We walked around sharing. I told stories of how I found Gurudeva and the devotees Nimai Caitanya and our reading of the Jaiva Dharma. He told me pastimes. Maharaja shared the pastime of Radha sitting on the lap of Krsna while Madhu tried to get the bee away from them. That bee was in total ecstasy being around them, and Radha could feel his pain of being swatted away. In fact, even though she was in Krsna’s lap, she embodied so much intense pure love for him, that the idea of the bee being forced away from him got her insanely emotional. While still on his lap!

This pastime gave me an aha moment I had never received from any of the religions or cultures I had studied.

So vivid was my connection with this, so clearly did it explain my moods in youth, that I was forever seated in my own spiritual drivers seat. From then on, I would hear that pastime and hundreds like, over and over again gaining more personal insight to my souls blueprint than I could have ever imagined.

This souls connection to my own true identity is the cornerstone of bhakti. It is free and it is every soul’s ultimate destination, despite our material birth body, ethnicity, religion, or social creed. It is called sanatana dharma, the eternal function of the soul.

Even Henry David Thoreau, the author of Walden, loved Indian Culture.

How much more admirable the Bhagavad Gita then all the ruins of the East…One sentence of the Gita is worth the State of Massachusetts many times over…”

Our practice of yoga is called rupanuga because we follow the lineage of spontaneous devotion to the divine. It’s a heart-centered primordial yoga, this bhakti. We travel deep into our souls to the very seed, or bija, to remember. Physically we may also travel to the take the dust of these saints upon our head. 

They incarnated in India.

When we act from a heart space, the process and the goal of our practice – which is to say our life – is transformed.

Is Yoga a physical practice? Yes. We have bodies and must learn self-care and self-love. But that is only the beginning.

Within India there exists an eternal landscape, a place naked and inherently spiritual. Of course, technopoly has invaded the cities. There is a disconnect between the ancient ways and the new, there is violence and pollution. But that does not change what India is, Who India is, and the fact that these pure souls are born there. 

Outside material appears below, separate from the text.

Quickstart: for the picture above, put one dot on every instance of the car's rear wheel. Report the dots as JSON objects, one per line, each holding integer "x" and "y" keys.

The first secret of all yoga is that we are not these bodies. We are not this material plane at all. We are spiritual beings having a human embodied experience. There are people who live an exceptionally clean life. They understand the modes of material nature, they understand dharma, they understand devotion, and they live that way spirit generation after spirit generation. 

 

A funny thing happens when we take our annual Yoga Journey to India. We visit three places – Vridavan in Uttar Pradesh, Jaganath Puri in Orissa, and Navadwip off the coast of West Bengal. Our students quickly find that physical practice becomes automatic, it’s form and function becomes vividly real. All of our concerns, judgements and anxieties about our bodies and doing it right melt away.

Movement is spontaneous, it’s always appropriate, and it feels awesome.

Our minds surrender too, with the body as the gateway. We are confronted with our own veiled psyches. We see trash, babies pooping on the ground, cows in the street. And this melts our hearts, as it shifts our consciousness.

We go to India to enter into a flow beyond time, place and circumstance. To become enraptured, if even for a moment, in the merciful truth of our true identity.